In his video essay "The Future of Writing About Games", Jacob Geller discusses the kinds of things people write about video games, and argues that when evaluating if a game was 'worth it' to buy, you shouldn't just look at how many hours you spent playing it. He proposes an alternative metric:
"What is the hour count that a game lives in your memory? How often do you think of it, reference it, dream about it?"
I haven't yet been able to put together a group to actually play Glitch yet, but I think of it often. A major element of all of Jenna's games is taking the 'ordinary' elements of life and highlighting their importance - often by elevating them to mythic significance: in Nobilis you are its god and protector, in Glitch it is your curse, and the quest system introduced in Chuubo's and used again in Glitch, the ordinary is often given equal weight to the fantastic.

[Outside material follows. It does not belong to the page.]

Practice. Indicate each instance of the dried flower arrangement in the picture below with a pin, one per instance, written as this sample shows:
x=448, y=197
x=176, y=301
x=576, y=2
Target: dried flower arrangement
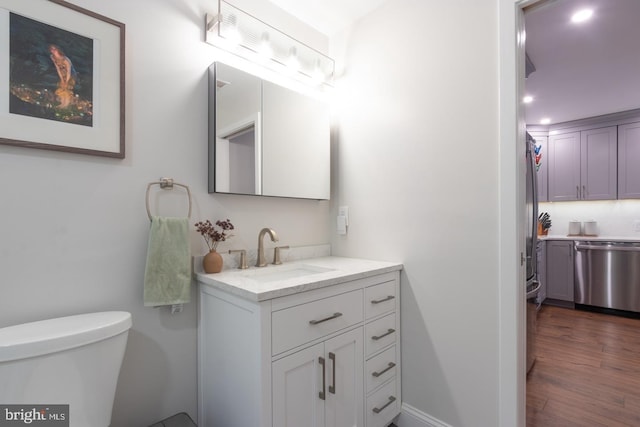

It's not surprising to me then, that her works come to mind so regularly. Rarely a day goes by when I don't encounter something and wonder how it would fit into a a Glitch character - as a bane, technique or miraculously empowered item. Something will happen to me, or I'll hear a story and I'll think - what kind of quest would this fit into?
In Jacob's video, he argues that reading powerful writing about a game will unlock a deeper understanding and appreciation of it - an RPG rulebook happens to exist in a space where it can be both the instructions on how to play, and a compelling explanation of itself and what it means, all at the same time. Dr. Moran is undoubtedly a master at merging these two goals into one text, and while I'm sure there are some people that might prefer something drier, I wouldn't trade it for the world.
It's going to be one of my favorite games, and one I think about for a long time, even if I never do get a group together. There are parts of the book that I go back to and re-read because the writing is just that funny, moving or uplifting. It's not something that you ususally look for in a RPG rulebook, but its one of my favorite things about it.